Wednesday, April 26, 2017

Tub notes. Sam Elliott is not in this post but will be someday

So I sit here in my tub having one of the last baths  I'll have in this house my family shared for almost 20 years, and while this tub has been almost a sacred place of renewal, place to cry when I didn't want anyone else to see, place to soothe my sore muscles and bruised emotions when nothing or no one else could-I I find it kind of bittersweet now. My new place won't have a tub at least for a long time, And the prospect of life without a deep soaker tub is frankly a little disheartening. And now  this tub that is felt like home for me and for so many years is kind of feeling less and less that way. Kind a like the shell that is this house now that the people in the things I love are pretty much out of it. My life looks so different now. it is so different than I ever imagined it being. I never thought I would leave this house unless I moved to Idaho where my second heart is. Turns out it's just a shell. It's just a wall and ceiling that sometimes leaks. Its been lived in, loved in, devastated in, just kind of laid there in, picking yourself up, dusting yourself off, going on with life in . And I will so miss this house and this tub-but I'm so glad to be leaving this house and this tub. My life now is my family with my two girls ,a crazy cat ,my wonderful family and friends ,and what or whoever life happens to throw at me. And I can't wait for what's ahead. I'll probably cry the last time I have that bath which is coming very soon.
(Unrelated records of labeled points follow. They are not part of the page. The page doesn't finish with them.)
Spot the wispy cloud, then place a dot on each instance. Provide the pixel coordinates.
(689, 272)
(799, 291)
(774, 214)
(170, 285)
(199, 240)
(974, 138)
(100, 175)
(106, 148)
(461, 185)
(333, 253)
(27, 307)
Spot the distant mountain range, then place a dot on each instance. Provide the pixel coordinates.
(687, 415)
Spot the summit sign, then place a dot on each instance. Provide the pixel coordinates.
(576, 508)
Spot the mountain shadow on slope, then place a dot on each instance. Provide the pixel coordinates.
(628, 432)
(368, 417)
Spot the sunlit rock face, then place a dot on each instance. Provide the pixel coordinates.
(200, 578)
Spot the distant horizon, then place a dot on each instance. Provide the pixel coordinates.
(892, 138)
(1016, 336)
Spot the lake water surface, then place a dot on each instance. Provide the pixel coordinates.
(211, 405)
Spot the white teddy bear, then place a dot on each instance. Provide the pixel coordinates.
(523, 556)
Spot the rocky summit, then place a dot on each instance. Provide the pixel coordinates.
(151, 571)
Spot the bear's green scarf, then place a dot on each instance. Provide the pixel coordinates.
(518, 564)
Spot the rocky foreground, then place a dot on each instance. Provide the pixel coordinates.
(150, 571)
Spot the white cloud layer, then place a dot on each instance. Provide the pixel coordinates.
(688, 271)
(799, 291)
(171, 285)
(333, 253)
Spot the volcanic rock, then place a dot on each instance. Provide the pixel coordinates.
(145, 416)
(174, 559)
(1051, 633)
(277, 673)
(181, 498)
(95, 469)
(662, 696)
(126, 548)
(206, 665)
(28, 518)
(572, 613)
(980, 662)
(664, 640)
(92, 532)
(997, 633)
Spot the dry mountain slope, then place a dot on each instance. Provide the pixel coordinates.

I miss the family that was in this house, But the family that's risen from the ashes is strong, beautiful and I'm so proud of it! I thought I would have the hardest time leaving and it has not been without it several bunches of tears and it's not been without it stresses-no house sale goes without hiccups and wanting to pull your hair out. But I am really ready to shut the door on the part of the life that was in this house and move on to the new part. I really like who the woman is who used to live in this house. She is fine, fun, funny, emotional, caring,vulnerable, witty, has cellulite, loves her daughters fiercely, and loves herself ---FINALLY!!